The whole middle class had not yet been exterminated. The sturdy skeleton of it remained; but it was without power. The small manufacturers and small business men who still survived were at the complete mercy of the Plutocracy. They had no economic nor political souls of their own. When the fiat of the Plutocracy went forth, they withdrew their advertisements from the Hearst papers.

Hearst made a gallant fight. He brought his papers out at a loss of a million and a half each month. He continued to publish the advertisements for which he no longer received pay. Again the fiat of the Plutocracy went forth, and the small business men and manufacturers swamped him with a flood of notices that he must discontinue running their old advertisements. Hearst persisted. Injunctions were served on him. Still he persisted. He received six months’ imprisonment for contempt of court in disobeying the injunctions, while he was bankrupted by countless damage suits. He had no chance. The Plutocracy had passed sentence on him. The courts were in the hands of the Plutocracy to carry the sentence out. And with Hearst crashed also to destruction the Democratic Party that he had so recently captured.
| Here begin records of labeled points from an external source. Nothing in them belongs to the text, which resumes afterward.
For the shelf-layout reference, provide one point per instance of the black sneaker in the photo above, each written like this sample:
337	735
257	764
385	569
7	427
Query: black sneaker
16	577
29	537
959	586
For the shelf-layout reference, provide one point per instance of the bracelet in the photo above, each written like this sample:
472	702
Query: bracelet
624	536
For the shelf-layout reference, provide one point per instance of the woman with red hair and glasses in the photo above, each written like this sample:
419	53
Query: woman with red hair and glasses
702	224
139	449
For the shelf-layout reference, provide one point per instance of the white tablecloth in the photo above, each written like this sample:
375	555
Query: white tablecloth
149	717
With the destruction of Hearst and the Democratic Party, there were only two paths for his following to take. One was into the Socialist Party; the other was into the Republican Party. Then it was that we socialists reaped the fruit of Hearst’s pseudo-socialistic preaching; for the great Majority of his followers came over to us.

The expropriation of the farmers that took place at this time would also have swelled our vote had it not been for the brief and futile rise of the Grange Party. Ernest and the socialist leaders fought fiercely to capture the farmers; but the destruction of the socialist press and publishing houses constituted too great a handicap, while the mouth-to-mouth propaganda had not yet been perfected. So it was that politicians like Mr. Calvin, who were themselves farmers long since expropriated, captured the farmers and threw their political strength away in a vain campaign.

“The poor farmers,” Ernest once laughed savagely; “the trusts have them both coming and going.”

And that was really the situation. The seven great trusts, working together, had pooled their enormous surpluses and made a farm trust. The railroads, controlling rates, and the bankers and stock exchange gamesters, controlling prices, had long since bled the farmers into indebtedness. The bankers, and all the trusts for that matter, had likewise long since loaned colossal amounts of money to the farmers. The farmers were in the net. All that remained to be done was the drawing in of the net. This the farm trust proceeded to do.

The hard times of 1912 had already caused a frightful slump in the farm markets. Prices were now deliberately pressed down to bankruptcy, while the railroads, with extortionate rates, broke the back of the farmer-camel. Thus the farmers were compelled to borrow more and more, while they were prevented from paying back old loans. Then ensued the great foreclosing of mortgages and enforced collection of notes. The farmers simply surrendered the land to the farm trust. There was nothing else for them to do. And having surrendered the land, the farmers next went to work for the farm trust, becoming managers, superintendents, foremen, and common laborers. They worked for wages. They became villeins, in short—serfs bound to the soil by a living wage. They could not leave their masters, for their masters composed the Plutocracy. They could not go to the cities, for there, also, the Plutocracy was in control. They had but one alternative,—to leave the soil and become vagrants, in brief, to starve. And even there they were frustrated, for stringent vagrancy laws were passed and rigidly enforced.

Of course, here and there, farmers, and even whole communities of farmers, escaped expropriation by virtue of exceptional conditions. But they were merely strays and did not count, and they were gathered in anyway during the following year.[[3]]

[3] The destruction of the Roman yeomanry proceeded far less rapidly than the destruction of the American farmers and small capitalists. There was momentum in the twentieth century, while there was practically none in ancient Rome.
Numbers of the farmers, impelled by an insane lust for the soil, and willing to show what beasts they could become, tried to escape expropriation by withdrawing from any and all market-dealing. They sold nothing. They bought nothing. Among themselves a primitive barter began to spring up. Their privation and hardships were terrible, but they persisted. It became quite a movement, in fact. The manner in which they were beaten was unique and logical and simple. The Plutocracy, by virtue of its possession of the government, raised their taxes. It was the weak joint in their armor. Neither buying nor selling, they had no money, and in the end their land was sold to pay the taxes.

Thus it was that in the fall of 1912 the socialist leaders, with the exception of Ernest, decided that the end of capitalism had come. What of the hard times and the consequent vast army of the unemployed; what of the destruction of the farmers and the middle class; and what of the decisive defeat administered all along the line to the labor unions; the socialists were really justified in believing that the end of capitalism had come and in themselves throwing down the gauntlet to the Plutocracy.